Los desafíos de la humanidad, expresados por las intenciones de oración del Papa, contienen un deseo que mueve a la acción. Por eso no deben ser consideradas como algo meramente “intelectual” o “formal”. Son llamadas concretas a la acción en el aquí y ahora de nuestras vidas en comunión con todo el mundo. Un verdadero crecimiento espiritual no se da nunca de manera aislada e individual, por eso los PRIMEROS VIERNES DE MES rezamos juntos, en red, en todos los continentes y culturas por los desafíos de este mundo.

Hacernos interiormente disponibles a la misión de Cristo

Esta disponibilidad tiene como su fuente y modelo a Jesucristo entregado a nosotros y por nosotros, que se nos hace presente continuamente en la Eucaristía. Recibir su vida nos lleva, en reconocimiento, a ofrecer diariamente nuestra propia vida al Padre.

Que la Iglesia propone a todos los cristianos para ayudarles a ser amigos y apóstoles de Jesús Resucitado en la vida diaria, y despertar en ellos capacidad misionera. Los conduce hacia una alianza de amor personal con Él, simbolizada en su Corazón.

La actitud interior de disponibilidad apostólica que el AO – la Red Mundial de Oración del Papa – nos propone vivir ha de ser fruto del amor. Es decir, ha de brotar de una relación personal, íntima y afectiva con Jesucristo crucificado y resucitado donde me descubro amado, y ofrezco mi disponibilidad como respuesta de amor.

El AO nos anima a vivir una vida eucarística. En la Eucaristía encontramos a Jesús mismo, fuente y modelo supremo de nuestra disponibilidad apostólica, dando su vida por nosotros. Al celebrar el memorial eucarístico nos unimos de modo privilegiado a Jesús, pues allí se hace eficaz para nosotros el designio del Padre que une su historia a nuestra propia historia, para sanarla. El encuentro con Cristo nos reconcilia, nos libera de ataduras y nos hace capaces de ofrecerle nuestra vida al servicio de su misión.
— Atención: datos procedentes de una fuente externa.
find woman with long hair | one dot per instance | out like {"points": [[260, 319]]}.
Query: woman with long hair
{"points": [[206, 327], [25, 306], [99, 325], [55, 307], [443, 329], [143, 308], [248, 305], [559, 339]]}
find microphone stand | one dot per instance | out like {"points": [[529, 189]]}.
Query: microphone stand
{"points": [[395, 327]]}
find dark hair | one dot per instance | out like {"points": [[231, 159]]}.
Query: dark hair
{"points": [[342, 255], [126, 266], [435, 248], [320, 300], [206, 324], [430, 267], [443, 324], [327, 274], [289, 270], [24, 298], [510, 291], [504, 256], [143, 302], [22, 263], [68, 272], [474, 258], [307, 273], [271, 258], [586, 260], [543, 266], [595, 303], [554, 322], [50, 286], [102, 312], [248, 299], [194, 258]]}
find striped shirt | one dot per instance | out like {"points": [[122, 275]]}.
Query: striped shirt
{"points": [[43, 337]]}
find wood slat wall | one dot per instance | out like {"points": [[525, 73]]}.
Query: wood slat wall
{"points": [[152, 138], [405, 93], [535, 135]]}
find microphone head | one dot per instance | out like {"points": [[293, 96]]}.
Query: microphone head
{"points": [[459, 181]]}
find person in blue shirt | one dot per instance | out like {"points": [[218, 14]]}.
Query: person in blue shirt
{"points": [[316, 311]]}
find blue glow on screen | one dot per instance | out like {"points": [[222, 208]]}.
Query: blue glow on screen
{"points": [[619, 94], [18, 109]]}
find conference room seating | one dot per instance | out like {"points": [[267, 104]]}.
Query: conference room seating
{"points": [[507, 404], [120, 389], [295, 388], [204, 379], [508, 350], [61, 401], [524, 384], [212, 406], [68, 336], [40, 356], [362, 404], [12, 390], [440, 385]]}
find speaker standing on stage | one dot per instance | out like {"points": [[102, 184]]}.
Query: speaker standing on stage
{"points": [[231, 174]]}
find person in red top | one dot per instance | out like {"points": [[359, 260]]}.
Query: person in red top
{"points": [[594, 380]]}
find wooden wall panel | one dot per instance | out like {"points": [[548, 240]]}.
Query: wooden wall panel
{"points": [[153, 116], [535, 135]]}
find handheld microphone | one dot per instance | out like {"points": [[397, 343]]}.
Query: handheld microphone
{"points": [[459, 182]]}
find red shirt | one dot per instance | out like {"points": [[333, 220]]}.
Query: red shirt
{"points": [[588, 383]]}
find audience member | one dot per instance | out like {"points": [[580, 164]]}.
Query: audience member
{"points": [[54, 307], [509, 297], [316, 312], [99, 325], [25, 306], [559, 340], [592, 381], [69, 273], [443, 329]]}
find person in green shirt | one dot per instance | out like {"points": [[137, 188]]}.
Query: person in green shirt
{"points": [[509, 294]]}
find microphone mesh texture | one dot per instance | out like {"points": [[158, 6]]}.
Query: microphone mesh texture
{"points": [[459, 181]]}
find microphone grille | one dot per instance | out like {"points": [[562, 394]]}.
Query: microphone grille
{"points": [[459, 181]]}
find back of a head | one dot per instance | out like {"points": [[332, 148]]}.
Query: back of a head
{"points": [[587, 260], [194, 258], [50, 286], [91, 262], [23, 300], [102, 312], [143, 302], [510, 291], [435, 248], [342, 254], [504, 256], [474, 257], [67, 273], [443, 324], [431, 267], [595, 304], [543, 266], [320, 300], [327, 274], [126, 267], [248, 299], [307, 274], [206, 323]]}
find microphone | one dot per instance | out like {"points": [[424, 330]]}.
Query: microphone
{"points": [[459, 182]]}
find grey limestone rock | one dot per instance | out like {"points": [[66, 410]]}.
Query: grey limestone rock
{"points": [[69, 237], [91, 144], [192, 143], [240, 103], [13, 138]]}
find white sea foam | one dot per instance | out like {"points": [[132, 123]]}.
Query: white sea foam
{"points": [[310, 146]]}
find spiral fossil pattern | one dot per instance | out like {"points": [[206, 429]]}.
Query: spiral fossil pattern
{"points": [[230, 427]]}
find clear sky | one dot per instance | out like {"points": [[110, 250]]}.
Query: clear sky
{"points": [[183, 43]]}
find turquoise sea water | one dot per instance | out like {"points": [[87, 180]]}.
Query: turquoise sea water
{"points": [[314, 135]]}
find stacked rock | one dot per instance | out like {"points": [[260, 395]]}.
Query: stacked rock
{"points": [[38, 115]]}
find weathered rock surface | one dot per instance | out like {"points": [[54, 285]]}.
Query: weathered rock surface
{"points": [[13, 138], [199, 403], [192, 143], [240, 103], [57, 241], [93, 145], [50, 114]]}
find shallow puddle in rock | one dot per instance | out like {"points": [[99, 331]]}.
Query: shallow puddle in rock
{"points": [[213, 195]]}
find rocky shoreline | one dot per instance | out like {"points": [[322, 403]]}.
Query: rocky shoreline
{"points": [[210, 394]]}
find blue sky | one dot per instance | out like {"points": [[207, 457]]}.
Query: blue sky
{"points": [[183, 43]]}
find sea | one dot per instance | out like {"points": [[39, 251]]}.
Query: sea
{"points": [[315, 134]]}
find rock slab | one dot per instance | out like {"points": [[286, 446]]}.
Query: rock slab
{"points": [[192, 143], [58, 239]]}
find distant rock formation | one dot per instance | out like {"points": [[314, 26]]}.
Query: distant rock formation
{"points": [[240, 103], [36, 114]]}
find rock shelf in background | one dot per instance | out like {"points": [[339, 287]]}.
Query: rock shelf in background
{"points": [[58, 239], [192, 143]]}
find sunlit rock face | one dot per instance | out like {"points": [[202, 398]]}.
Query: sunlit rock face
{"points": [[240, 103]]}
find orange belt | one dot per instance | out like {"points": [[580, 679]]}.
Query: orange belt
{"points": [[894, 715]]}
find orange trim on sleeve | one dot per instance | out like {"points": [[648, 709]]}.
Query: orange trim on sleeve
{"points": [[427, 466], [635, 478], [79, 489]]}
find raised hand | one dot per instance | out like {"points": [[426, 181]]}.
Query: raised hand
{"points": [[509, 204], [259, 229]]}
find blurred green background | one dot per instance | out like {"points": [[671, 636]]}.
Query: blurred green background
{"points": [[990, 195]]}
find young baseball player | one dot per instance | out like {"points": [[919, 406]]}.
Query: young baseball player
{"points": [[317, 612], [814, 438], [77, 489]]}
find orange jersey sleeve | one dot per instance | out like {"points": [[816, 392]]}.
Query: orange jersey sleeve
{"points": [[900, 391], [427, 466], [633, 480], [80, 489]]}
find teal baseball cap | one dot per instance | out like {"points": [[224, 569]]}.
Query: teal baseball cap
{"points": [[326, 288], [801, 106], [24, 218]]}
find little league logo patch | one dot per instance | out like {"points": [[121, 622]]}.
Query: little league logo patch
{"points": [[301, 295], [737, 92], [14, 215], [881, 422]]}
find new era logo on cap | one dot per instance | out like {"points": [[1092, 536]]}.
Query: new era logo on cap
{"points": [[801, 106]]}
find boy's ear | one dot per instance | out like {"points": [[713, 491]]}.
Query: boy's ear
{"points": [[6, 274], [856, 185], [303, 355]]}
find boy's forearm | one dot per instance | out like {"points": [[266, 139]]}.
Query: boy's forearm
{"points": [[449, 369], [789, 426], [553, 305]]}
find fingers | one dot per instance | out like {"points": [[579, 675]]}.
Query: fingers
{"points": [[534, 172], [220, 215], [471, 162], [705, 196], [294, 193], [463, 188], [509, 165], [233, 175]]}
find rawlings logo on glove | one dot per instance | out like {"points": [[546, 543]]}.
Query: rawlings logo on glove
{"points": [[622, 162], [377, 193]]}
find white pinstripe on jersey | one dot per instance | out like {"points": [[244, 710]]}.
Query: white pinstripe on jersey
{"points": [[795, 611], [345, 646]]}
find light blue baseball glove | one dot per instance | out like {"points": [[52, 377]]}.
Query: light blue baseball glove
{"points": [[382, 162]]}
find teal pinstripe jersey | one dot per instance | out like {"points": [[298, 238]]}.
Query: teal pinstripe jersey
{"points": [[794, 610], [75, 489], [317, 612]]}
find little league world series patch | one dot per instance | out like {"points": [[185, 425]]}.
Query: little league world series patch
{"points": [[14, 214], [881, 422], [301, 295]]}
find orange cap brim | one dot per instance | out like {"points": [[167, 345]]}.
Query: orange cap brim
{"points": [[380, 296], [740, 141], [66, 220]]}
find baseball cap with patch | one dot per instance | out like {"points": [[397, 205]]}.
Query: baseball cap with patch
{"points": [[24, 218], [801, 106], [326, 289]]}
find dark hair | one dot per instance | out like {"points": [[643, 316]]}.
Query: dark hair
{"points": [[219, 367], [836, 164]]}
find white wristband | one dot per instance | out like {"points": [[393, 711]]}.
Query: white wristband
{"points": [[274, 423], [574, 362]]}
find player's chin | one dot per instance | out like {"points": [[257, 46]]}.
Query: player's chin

Con el AO entramos en una red mundial de millones de personas que oran junto al Papa por los desafíos que él mensualmente nos plantea en sus intenciones de oración. Orar con estas intenciones nos abre a las necesidades más apremiantes de la humanidad y de la Iglesia, llevándonos a comprometer nuestras vidas cada mes a favor de la justicia del Reino, de acuerdo al tema de las intenciones. Nos abrimos a colaborar con todos los que desean más fraternidad y justicia, incluyendo a quienes pertenecen a otras tradiciones religiosas. El AO como servicio de Iglesia confiado por el Papa a la Compañía de Jesús es responsable de difundir sus intenciones y es a la vez una escuela de oración y de intercesión, para los grandes desafiós de este mundo.

El AO es un camino espiritual

Para ayudarnos a vivir esta disponibilidad a la misión de Cristo, incluso en las cosas pequeñas de cada día, el AO nos propone algunas prácticas espirituales y un itinerario formativo que hemos llamado Un camino del corazón. Estos nos abren al Espíritu Santo que trabaja por unir nuestra vida y nuestro corazón a la vida y al Corazón de Jesús. Nos invitan a ofrecer al Padre junto con Jesús todo nuestro haber y poseer, con sencillez y radicalidad.